First, if we fill the available space on the transitway, not occupied by buses and vanpools, with cars paying an electronically collected toll (variable by time of day), then we accomplish two things: We raise enough money to lower local costs, and we get a large number of cars off the regular freeways. This is the HOT lanes proposal, which is currently being put to use all over the Mainland. Estimates are that we could raise $200 million selling the future income stream from these tolls.

Second, operating costs are quite low for highways. Allowing for inflation, the additional operating costs for the 1992 rail transit system over "doing nothing" would have been $57 million annually. Allowing $10 million for transitway operating costs, the remaining $47 million is an annual amount that would pay off an $850 million highway purchase over 50 years including interest.

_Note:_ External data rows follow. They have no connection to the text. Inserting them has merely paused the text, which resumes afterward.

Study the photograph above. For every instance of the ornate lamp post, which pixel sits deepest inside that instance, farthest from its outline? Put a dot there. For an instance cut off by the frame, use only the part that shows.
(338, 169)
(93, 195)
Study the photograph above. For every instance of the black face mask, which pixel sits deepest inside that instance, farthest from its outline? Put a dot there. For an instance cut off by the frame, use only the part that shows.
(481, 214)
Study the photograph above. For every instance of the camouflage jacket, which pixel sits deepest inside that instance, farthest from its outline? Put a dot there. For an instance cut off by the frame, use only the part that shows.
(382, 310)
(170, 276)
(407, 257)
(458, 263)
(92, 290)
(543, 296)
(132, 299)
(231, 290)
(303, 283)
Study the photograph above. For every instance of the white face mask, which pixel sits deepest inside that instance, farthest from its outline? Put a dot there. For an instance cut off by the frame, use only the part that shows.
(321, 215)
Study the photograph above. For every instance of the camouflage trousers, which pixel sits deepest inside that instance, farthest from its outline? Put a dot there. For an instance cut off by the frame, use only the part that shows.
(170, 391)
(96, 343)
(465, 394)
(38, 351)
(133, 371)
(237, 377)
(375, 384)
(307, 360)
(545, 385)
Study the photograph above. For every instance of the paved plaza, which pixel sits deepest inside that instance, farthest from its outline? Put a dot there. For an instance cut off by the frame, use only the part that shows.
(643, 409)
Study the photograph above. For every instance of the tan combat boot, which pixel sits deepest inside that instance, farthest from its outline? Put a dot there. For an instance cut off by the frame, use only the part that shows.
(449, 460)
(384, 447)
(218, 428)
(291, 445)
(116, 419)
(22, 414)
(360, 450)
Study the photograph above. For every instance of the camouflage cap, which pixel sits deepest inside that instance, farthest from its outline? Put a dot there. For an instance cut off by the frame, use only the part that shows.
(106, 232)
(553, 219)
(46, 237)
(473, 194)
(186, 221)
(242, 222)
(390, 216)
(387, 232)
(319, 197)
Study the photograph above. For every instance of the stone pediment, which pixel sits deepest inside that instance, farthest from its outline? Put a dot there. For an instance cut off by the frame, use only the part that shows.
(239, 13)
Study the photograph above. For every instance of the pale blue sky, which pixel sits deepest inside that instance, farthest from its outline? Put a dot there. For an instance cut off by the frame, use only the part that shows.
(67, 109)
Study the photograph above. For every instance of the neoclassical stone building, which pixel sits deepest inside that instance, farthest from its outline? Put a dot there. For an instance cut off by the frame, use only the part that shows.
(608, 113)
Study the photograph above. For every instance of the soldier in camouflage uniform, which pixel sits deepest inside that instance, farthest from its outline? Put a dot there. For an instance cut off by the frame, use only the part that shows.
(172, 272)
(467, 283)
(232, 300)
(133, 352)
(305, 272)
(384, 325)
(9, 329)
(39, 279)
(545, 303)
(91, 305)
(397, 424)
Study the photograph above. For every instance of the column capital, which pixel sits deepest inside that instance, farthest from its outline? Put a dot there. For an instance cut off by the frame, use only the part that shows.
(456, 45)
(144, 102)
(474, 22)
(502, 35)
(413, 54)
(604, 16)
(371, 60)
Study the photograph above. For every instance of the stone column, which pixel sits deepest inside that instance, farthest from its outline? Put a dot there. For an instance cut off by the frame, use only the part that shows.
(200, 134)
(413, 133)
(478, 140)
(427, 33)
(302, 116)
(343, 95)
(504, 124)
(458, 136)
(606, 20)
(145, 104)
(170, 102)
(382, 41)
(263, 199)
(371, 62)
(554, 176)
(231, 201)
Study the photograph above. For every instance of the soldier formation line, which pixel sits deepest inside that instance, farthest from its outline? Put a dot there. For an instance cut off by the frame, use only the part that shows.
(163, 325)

Third, there is a limit on federal "new starts" money for rail projects of $500 million, which means we would have to raise $2 billion locally for rail transit plus any cost overruns. Highways, on the other hand, have much higher grant limits and are also eligible for more different types of federal money.

So you can count on us to support rail transit as one alternative in the EIS. But remember the proviso.

Cliff Slater is a regular columnist whose footnoted columns are at www.lava.net/cslater.